First of all, thankts for this great project 👍

The latest bullet releases has been introduced some code changes that is not compatible with the BulletSharpGen.

It fails to parse correctly this property in btDbvtBroadphase.h file:
btAlignedObjectArray< btAlignedObjectArray<const btDbvtNode*> > m_rayTestStacks;

It throws a NotImplementedException in TypeRefDefinition.cs:228. Because the TypeKind is invalid for the btAlignedObjectArray type.

What is the latest version that BulletSharpPInvoke is compatible?
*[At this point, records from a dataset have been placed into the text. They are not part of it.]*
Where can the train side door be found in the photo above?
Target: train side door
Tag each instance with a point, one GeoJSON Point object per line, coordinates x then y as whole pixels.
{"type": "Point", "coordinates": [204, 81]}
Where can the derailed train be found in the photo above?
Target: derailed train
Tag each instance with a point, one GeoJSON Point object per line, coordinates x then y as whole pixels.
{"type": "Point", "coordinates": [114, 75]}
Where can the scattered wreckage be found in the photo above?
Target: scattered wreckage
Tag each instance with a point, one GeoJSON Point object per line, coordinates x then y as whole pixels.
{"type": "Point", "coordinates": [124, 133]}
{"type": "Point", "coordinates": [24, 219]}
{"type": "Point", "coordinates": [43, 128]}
BulletSharpGen has been broken for a while now, because I haven't had much time to work on it. At some point it worked pretty well on some parts of Bullet, but failed badly on others. For you, it's probably not worth using anyway.

I have tried to generalize the generator a bit here:
https://github.com/AndresTraks/DotNetWrapperGen
but that version was built from the ground up and doesn't do much yet. Once it produces some usable code, then I'll delete BulletSharpGen from this repository.

It seems that CppSharp has recently developed into pretty much the same project. It might be worth checking out, though I doubt it can be customized for Bullet as well as BulletSharpGen. I haven't used it yet.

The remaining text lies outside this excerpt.